Recent Reserve Bank of Australia (RBA) communications have reinforced expectations of a cautious approach to rate cuts. Surprising to some, the RBA stayed firm while others eased up. Instead of lowering rates like peers hinted at, officials pushed Australia’s cash rate higher, hitting 4.10% by end-March, according to official figures. That move gave the Aussie dollar a boost. Markets started warming again, lifting confidence along with the currency.
The Yen’s Vanishing Act as a Safe Haven
A notable development is the Japanese yen’s sudden decline as a safe haven currency. Typically, geopolitical tensions such as the recent unrest in the Middle East, prompt a surge in the Yen. However, in April 2026, the yen has weakened toward 160 against the USD and faced softness against the AUD.
This shift is largely due to Japan’s status as a net energy importer. With oil prices around $110 per barrel, Japan is effectively incurring significant expenses to maintain energy supplies. Analysts at Oanda point out that these higher crude costs are increasing stagflation concerns in Japan. The yen struggles to serve as a refuge when the very issues driving market uncertainty are simultaneously worsening Japan’s trade deficit. Moreover, ongoing policy adjustments by the Bank of Japan have diminished the Yen’s appeal as a funding currency for carry trades.
AUD/JPY Forecast
The RSI on AUD/JPY reads 52.38, indicating control by buyers. The pair faces its first major hurdle at the Volume Weighted Moving Average (VWMA) level at 111.13, with the next one being a psychological round figure barrier at 112.00. Immediate support sits at 109.67, with a more structural floor at 109.00.

AUD/JPY daily chart with the key levels of support and resistance on April 7, 2026. Created on TradingView
Japan’s heavy reliance on imported energy means high oil prices weigh on its economy, overshadowing the yen’s usual safe haven support.
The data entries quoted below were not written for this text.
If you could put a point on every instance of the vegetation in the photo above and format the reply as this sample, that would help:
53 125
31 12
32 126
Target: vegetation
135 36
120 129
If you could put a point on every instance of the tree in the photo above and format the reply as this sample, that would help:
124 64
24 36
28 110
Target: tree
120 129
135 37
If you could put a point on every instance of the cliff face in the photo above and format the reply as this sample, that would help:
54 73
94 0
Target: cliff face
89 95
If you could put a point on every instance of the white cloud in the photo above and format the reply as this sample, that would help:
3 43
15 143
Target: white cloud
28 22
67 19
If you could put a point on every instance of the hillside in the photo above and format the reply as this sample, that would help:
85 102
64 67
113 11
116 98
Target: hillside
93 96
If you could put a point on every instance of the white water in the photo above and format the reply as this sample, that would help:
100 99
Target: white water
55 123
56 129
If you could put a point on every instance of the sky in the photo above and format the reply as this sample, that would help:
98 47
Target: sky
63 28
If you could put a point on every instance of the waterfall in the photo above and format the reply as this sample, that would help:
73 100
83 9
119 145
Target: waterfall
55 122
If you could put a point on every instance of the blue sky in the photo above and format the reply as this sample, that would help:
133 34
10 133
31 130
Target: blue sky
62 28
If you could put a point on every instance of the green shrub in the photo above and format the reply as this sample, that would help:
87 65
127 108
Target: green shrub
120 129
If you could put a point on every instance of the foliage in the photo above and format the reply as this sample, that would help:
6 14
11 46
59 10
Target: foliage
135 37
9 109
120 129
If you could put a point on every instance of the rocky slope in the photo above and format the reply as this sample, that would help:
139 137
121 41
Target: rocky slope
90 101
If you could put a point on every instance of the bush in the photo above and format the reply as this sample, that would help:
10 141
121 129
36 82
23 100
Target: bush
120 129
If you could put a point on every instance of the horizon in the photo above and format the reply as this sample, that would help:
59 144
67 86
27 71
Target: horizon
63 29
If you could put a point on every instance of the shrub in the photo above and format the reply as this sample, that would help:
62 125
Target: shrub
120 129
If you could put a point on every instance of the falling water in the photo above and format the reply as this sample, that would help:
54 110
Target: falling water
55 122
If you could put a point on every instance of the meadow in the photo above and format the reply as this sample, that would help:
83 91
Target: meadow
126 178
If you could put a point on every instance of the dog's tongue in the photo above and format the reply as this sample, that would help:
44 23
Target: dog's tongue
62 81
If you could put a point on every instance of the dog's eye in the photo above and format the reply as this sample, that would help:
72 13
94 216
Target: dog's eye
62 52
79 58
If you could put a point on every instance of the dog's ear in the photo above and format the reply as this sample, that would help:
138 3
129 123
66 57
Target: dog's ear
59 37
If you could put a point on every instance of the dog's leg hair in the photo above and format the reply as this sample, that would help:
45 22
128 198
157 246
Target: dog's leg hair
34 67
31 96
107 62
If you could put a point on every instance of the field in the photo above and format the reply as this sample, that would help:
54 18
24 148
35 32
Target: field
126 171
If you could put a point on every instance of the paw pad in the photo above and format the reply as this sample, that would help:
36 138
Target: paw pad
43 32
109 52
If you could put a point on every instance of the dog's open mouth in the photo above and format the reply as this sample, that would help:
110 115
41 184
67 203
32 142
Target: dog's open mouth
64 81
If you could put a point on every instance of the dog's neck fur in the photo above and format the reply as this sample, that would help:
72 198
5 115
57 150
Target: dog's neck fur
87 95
The increased cost of imports raises concerns about stagflation, reducing demand for the currency even during times of market uncertainty.
Australia’s role as a commodity exporter means rising prices for resources like coal, gas, and metals improve its trade balance, lending support to the AUD. Conversely, Japan’s dependence on these imports puts pressure on its trade balance and the yen, leading to upward movement in the AUD/JPY rate.
The recent gains could be sustained in the short term if risk appetite remains healthy and commodity prices stay stable. However, potential reversals could arise, given the underlying factors of differing yield spreads and central bank policies.